Although research into microbiota and the microbiome has understandably focused on the gut, there are microorganisms populating other parts of the body.

“The microbiome is an incredibly complex entity — and it ain’t just in your bowel. It’s everywhere,” Glenn Tillotson, Ph.D., M.Sc., a Virginia-based consultant to the pharmaceutical industry, said in an interview with Managed Healthcare Executive.

Tillotson is one of the co-investigators of findings presented in a poster at the IDWeek 2023 that focuses on a subgroup of 98 people (out of 402) with renal comorbidities in the PUNCH CD3-OLS trial of Rebyota (fecal microbiota live) as a treatment for Clostridioides difficile (C. diff.) infection.

Tillotson and his co-investigators reported that a smaller proportion of the study participants with renal comorbidities experienced “treatment success” — defined as an absence of C. diff-related diarrhea through eight weeks after Rebyota was administered — than those without renal comorbidities (66.3% vs. 77.3%), although Tillotson said the difference was not statistically significant.

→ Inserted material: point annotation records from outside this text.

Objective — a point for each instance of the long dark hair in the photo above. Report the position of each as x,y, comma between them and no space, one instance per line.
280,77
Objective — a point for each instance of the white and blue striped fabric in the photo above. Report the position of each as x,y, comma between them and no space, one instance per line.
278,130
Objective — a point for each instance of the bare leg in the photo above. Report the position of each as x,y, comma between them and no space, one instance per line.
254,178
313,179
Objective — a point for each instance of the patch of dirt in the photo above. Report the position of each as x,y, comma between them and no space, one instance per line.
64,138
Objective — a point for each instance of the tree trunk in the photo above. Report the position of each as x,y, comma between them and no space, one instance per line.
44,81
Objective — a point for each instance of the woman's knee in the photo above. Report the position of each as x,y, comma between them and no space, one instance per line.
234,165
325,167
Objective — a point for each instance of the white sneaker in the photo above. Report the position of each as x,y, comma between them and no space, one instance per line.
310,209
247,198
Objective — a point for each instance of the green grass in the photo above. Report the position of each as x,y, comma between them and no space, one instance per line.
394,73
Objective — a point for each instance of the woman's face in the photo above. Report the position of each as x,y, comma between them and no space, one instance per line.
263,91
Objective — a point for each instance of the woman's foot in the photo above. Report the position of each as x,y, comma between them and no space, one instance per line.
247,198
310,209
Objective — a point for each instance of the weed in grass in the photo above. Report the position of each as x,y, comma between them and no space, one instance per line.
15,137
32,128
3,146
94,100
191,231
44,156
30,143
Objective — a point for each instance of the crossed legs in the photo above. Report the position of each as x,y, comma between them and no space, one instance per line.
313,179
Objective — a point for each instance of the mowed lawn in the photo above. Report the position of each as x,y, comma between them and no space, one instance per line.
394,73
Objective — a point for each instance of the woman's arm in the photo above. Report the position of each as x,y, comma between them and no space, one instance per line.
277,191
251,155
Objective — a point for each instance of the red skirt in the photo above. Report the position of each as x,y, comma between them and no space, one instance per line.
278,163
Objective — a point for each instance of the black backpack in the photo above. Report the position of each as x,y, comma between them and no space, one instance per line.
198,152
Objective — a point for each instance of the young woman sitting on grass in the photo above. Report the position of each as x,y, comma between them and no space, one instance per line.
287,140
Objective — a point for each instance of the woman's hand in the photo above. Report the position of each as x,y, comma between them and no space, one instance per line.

The results they reported also show that a greater proportion of study participants with renal comorbidities had severe treatment-emergent adverse events than those without renal comorbidities (20 of 98, or 20.4% vs. 33 of 304, or 10.9%). Tillotson said none of those adverse events were related to administration of Rebyota and the majority were related to pre-existing conditions.

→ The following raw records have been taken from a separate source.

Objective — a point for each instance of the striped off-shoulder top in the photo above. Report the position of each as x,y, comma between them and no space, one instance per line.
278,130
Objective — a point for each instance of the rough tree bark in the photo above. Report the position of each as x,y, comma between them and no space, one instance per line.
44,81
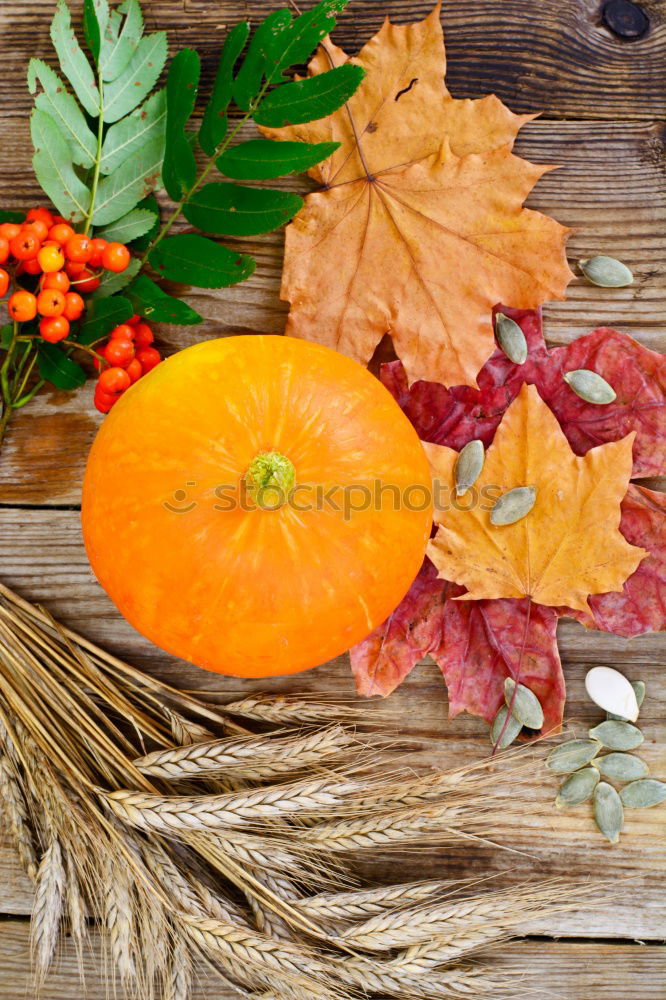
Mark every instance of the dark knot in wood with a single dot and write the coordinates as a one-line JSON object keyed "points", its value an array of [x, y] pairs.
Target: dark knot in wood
{"points": [[625, 19]]}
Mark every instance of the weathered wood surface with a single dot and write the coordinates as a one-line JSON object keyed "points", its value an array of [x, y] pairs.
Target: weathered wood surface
{"points": [[577, 971], [604, 104]]}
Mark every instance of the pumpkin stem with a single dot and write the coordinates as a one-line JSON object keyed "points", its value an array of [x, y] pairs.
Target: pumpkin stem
{"points": [[270, 479]]}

Tillotson said part of the interest in looking at patients with renal comorbidities lies in the fact that outcomes of C. diff infections are more complex for those patients. “Overall patients with renal complications are more at risk of severe disease and more at risk of mortality,” he noted.

Tillotson said the microbiome in the GI tract has been recognized as the “big player” but that researchers have identified microbiomes in the renal system, the liver and other parts of the body. “I was surprised to learn recently that there is actually a microbiome in the brain, principally viruses … there are bugs in virtually every part of the body," he said

Metabolites produced by the renal system affect the bowel, Tillotson told MHE, and in people with chronic kidney disease there is a decrease in “friendly bugs” in the bowel that allow C. diff infections to gain a foothold.